In Arizona, for example, triage decisions involve scoring each patient based on a medical assessment that includes considering the patient’s likelihood of dying within one and five years. While this decision is hypothetically made without regard to race or ethnicity, people of color are more likely to have conditions such as heart disease that limit their life expectancy.

I thought surely if other people knew
inequality was causing people to die,
they would take it more seriously.
Julia Lynch, University of Pennsylvania

Like many health researchers, Lynch has been discouraged watching the ways coronavirus has deepened structural inequities. “I thought surely if other people knew inequality was causing people to die, they would take it more seriously,” Lynch says. She hopes coronavirus is finally demonstrating “how awful the consequences of severe inequality are.”

In the face of such inequality, Raymond says coordinated federal leadership is especially important—and currently lacking. He worries about conflicting triage standards, adding “we’ve already seen this with testing”—for example, the preferential allocation of scarce tests to professional athletes. Raymond believes that a national rule-based system with transparent standards is more likely to treat all patients fairly, ensuring care doesn’t just go to the richest or the most well-connected.

In the midst of America’s crisis, doctors working in low-resource settings can offer valuable lessons, says Tammam Aloudat, a Syrian doctor who is deputy executive director of the Access Campaign at the medical aid nonprofit Doctors Without Borders/Médecins Sans Frontières (MSF).

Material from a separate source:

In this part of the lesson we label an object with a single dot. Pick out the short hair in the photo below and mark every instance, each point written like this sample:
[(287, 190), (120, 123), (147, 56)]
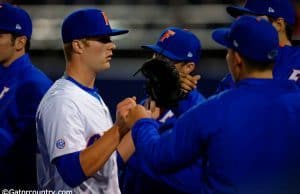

"My last mission was in a pediatric hospital in the south of Niger, where we had 700 beds and almost all patients had severe malnutrition or malaria, and quite high mortality,” Aloudat says. “Doctors on the ground needed to make judgments that lead to some surviving and others not, depending on their situation and the available care—and that is an extremely difficult task and a very traumatic one.”

He suggests hospital administrations should consult doctors and the community to help providers make fair decisions. Medical professionals should also discuss their patients together on a regular basis and make collective decisions. When trying to decide whether to remove a COVID-19 patient who’s not improving from a much-needed ventilator, having multiple opinions can help distribute the moral and mental burden of removing care.

While Aloudat agrees with Raymond on the importance of having a rule-based system, he emphasizes the importance of not being too prescriptive. Rigid rules can become overly restrictive when applied to ongoing pandemics because it’s not always clear which patients will deteriorate or improve, he says: “People on the ground have the best knowledge of their patients.”

Aloudat suggests adopting a justice-guided but utilitarian approach. His example: During the 2015 Ebola outbreak in West Africa, testing capacity lagged, but clinicians had to decide which patients would be admitted to the hospital where they would certainly be exposed if they weren’t already ill. MSF’s solution was to develop a new ward, where people waiting for test results could be quarantined from the community.

“Previous generations of medics didn’t have to do this balancing in the U.S.,” Aloudat says. But now, every decision seems to come with a cost: “In a low-resource setting, on all levels of care there’s always more demand than supply. One has to choose.”